In the midst of this crude-by-rail (CBR) rush, the railroads repeatedly tout a 99 percent safety record. Really? What does that mean? Ninety-nine percent of what? How do you account for all of these accidents lately?

Amazing how fast this CBR infrastructure ramped up. An almost 50-fold increase in six years. I have no idea how something like that can be accomplished, but I do know they didn’t sweat all the small stuff like, oh, issues of life and death, health and safety.

U.S. rail is reported to have spilled more oil in 2013 than in the previous 37 years combined, 1.15 million gallons. That figure doesn’t even include Canadian spills like the 1.5 million gallons at Lac Megantic alone. The Association of American Railroads reported carrying about 434,000 carloads of crude last year, 12.5 billion gallons, so a few million gallons spilled here or there is just a drop in the bucket. The rail industry quotes a 99.998 percent safety record based on billion tons per mile successfully delivered to its destination. In other words, if one car of a 100-car train falls off the tracks, splits open and blows up, but the rest of the cargo survives unscathed, the safety rating of that train remains 99 percent.

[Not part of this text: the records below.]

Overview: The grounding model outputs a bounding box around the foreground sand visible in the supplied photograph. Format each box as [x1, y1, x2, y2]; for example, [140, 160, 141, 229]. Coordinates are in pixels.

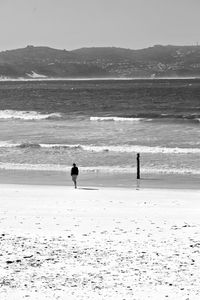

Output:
[0, 184, 200, 300]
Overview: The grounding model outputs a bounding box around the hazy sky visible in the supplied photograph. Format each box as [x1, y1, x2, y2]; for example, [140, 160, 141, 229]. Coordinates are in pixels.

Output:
[0, 0, 200, 50]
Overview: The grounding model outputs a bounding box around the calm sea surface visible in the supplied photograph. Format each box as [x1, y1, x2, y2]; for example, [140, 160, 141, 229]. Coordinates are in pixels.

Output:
[0, 79, 200, 174]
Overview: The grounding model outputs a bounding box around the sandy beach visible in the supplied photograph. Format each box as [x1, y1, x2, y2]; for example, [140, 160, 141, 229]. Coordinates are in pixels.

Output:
[0, 184, 200, 300]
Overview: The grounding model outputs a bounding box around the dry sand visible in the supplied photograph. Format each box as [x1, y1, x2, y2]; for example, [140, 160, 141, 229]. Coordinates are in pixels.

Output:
[0, 184, 200, 300]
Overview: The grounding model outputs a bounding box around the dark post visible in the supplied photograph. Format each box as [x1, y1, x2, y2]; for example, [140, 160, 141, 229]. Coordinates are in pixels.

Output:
[137, 153, 140, 179]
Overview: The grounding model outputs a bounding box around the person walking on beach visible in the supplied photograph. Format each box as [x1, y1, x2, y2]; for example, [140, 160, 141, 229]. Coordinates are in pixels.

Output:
[71, 164, 79, 189]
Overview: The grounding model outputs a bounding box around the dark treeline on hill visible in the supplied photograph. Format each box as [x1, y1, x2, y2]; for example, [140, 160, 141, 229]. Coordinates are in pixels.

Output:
[0, 45, 200, 78]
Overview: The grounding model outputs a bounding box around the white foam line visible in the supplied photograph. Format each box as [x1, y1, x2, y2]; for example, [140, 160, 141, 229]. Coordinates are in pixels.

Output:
[90, 117, 142, 122]
[0, 163, 200, 175]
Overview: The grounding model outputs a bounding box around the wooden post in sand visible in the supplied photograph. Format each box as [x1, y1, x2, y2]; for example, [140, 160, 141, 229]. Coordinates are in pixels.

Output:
[137, 153, 140, 179]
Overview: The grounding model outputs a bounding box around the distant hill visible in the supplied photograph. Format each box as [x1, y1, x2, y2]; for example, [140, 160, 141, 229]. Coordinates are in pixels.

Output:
[0, 45, 200, 79]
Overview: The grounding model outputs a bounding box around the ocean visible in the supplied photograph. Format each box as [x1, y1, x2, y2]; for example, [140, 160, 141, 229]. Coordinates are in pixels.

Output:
[0, 79, 200, 174]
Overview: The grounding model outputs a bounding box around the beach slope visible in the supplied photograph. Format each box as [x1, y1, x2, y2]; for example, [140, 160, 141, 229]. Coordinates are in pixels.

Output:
[0, 184, 200, 300]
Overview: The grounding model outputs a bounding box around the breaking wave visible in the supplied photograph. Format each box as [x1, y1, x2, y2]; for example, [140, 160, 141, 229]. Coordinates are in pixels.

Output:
[90, 117, 142, 122]
[90, 113, 200, 123]
[0, 110, 61, 120]
[0, 141, 200, 154]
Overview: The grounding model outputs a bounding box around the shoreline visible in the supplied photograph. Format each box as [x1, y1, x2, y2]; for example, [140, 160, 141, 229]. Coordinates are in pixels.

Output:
[0, 170, 200, 190]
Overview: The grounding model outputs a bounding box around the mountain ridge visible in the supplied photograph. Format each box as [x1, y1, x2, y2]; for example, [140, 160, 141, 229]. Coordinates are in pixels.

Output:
[0, 45, 200, 79]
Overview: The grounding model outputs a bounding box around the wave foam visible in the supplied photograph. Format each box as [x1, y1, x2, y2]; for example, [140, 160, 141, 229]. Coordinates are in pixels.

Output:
[90, 117, 142, 122]
[0, 110, 61, 120]
[0, 141, 200, 154]
[0, 163, 200, 175]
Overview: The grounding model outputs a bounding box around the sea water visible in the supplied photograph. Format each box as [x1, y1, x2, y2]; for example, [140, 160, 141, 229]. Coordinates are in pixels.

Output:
[0, 79, 200, 174]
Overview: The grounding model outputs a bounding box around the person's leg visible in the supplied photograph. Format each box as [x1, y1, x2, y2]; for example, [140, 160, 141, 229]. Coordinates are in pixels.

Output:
[72, 175, 77, 189]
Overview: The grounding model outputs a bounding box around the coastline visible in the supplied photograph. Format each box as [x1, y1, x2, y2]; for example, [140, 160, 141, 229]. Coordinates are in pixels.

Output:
[0, 170, 200, 190]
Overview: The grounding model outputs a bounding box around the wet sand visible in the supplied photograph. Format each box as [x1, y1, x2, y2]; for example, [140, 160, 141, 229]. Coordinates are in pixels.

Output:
[0, 184, 200, 300]
[0, 168, 200, 189]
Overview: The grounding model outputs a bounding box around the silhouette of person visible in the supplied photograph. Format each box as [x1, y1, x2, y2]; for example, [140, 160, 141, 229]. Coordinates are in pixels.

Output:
[71, 163, 79, 189]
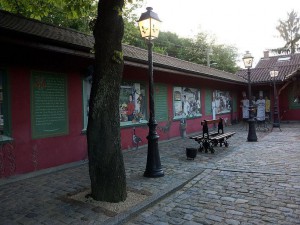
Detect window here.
[0,69,11,136]
[82,75,92,130]
[173,87,202,119]
[119,82,147,126]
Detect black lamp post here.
[243,51,257,142]
[138,7,164,177]
[270,67,281,130]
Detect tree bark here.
[87,0,127,202]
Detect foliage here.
[271,10,300,54]
[0,0,97,33]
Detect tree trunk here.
[87,0,127,202]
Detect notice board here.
[31,71,69,139]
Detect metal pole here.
[144,40,164,177]
[273,76,281,130]
[247,68,257,142]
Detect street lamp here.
[270,67,281,130]
[138,7,164,177]
[243,51,257,142]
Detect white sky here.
[137,0,300,65]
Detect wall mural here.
[173,87,202,119]
[212,90,232,116]
[119,83,148,126]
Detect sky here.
[137,0,300,66]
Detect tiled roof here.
[123,45,246,83]
[0,10,246,83]
[236,54,300,83]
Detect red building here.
[0,11,300,178]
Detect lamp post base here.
[144,122,164,178]
[247,119,257,142]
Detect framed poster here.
[119,82,148,126]
[173,87,202,119]
[212,90,232,114]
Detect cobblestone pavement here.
[127,125,300,225]
[0,123,300,225]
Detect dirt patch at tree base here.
[68,188,152,217]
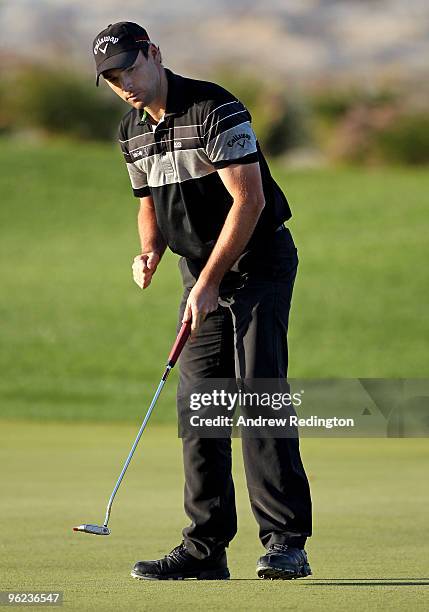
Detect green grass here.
[0,141,429,421]
[0,421,429,612]
[0,146,429,611]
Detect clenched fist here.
[132,252,160,289]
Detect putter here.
[73,321,191,535]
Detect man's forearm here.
[137,199,167,257]
[200,199,264,285]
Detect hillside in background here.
[0,0,429,86]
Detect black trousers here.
[177,229,311,558]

I guess that’s a useful stat to entice oil producers, but it’s not what interests me. I want to know how often the trains run into trouble. A 2013 U.S. State Department assessment comparing pipeline to rail noted trains have an “increased likelihood of spills.” The more trains, the more likely an accident. From 2008 to 2013, the annual number of carloads of crude on the rails jumped from around 9,500 to over 400,000. The number of accidents likewise skyrocketed.

Perhaps a more useful way to look at things from our side of the tracks comes from a Tim Truscott Facebook page that maintains a running list of bomb train derailments in North America (https://www.facebook.com/notes/bomb-trains/2014-the-year-in-bomb- train-derailments/250370288468161). Found it via Roger Straw’s terrifically informative blog across the water, The Benicia Independent (benindy.wpengine.com).

Mr. Truscott states, “By ‘bomb train,’ I mean those trains hauling one or more cars of crude oil, fuel oil, ethanol, methanol, propane, butane, liquified natural gas (methane), vinyl chloride, ammonium nitrate or high-nitrogen fertilizer such as anhydrous ammonia, phosphoric acid or some other highly volatile or especially toxic or caustic cargo. I’m also counting derailments if the engine or engines derail and cause a diesel fuel spill. So far in North America in 2014, we have seen an average of one bomb train derailment every five days.”

He lists 23 incidents so far this year. I suppose that’s just 1 percent of something. I prefer to think of it as one per week.

So when I hear that whistle blow and I halt my walk to the waterfront as the next oil train passes, I’ll have to wonder. Is that this week’s one percenter coming down the line?